There were seven no-hitters – two by Max Scherzer — in the big leagues this season, running to 294 the total number of official no-hitters since 1876. You won’t find Mississippi legends Guy Bush, Claude Passeau or Boo Ferriss on that list. Atley Donald, Joe Gibbon and Oil Can Boyd aren’t on there, either. In fact, no Mississippian (native or college alum) has thrown a complete game no-hitter in the majors. However, five players with Magnolia State connections have been involved in no-no’s.

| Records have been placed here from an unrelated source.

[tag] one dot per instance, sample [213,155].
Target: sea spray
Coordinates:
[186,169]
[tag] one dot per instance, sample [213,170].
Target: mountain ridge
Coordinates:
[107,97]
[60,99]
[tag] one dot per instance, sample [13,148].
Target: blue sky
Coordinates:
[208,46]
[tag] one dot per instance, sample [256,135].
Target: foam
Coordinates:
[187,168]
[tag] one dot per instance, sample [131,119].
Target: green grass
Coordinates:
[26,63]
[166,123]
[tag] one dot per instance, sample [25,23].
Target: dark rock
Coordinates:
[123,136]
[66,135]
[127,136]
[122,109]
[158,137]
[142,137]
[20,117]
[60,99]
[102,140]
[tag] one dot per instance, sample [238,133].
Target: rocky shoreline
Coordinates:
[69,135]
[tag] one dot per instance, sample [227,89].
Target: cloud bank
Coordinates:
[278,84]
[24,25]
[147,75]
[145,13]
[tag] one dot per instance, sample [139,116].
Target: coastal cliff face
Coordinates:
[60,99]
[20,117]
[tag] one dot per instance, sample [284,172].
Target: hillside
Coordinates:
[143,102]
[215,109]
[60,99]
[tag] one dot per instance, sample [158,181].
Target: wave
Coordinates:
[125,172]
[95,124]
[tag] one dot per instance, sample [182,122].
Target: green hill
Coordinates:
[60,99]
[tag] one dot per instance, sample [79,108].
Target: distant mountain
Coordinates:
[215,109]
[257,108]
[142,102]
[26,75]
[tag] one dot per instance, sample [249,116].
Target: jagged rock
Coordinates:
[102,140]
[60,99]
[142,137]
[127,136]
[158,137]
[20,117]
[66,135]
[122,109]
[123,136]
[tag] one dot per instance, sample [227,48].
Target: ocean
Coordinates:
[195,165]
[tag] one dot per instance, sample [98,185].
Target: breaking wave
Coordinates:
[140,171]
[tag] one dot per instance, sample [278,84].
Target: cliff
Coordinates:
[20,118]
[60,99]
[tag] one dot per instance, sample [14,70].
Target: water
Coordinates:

Vern Bickford, who pitched for the original Jackson Senators in the ’40s when they were a Boston Braves farm club, threw a no-hitter for Boston against Brooklyn on Aug. 11, 1950. On Sept. 25, 1986, former Jackson Mets pitcher Mike Scott tossed a no-no for Houston against San Francisco. On June 11, 2003, in one of the strangest no-hitters, Weir’s Roy Oswalt and ex-Jackson Generals star Billy Wagner pitched the first and last inning, respectively, of a six-man gem thrown by the Astros against the New York Yankees. And on Sept. 1 of last year, Mississippi State product Jonathan Papelbon got the last three outs for Philadelphia in a four-man no-hitter vs. Atlanta.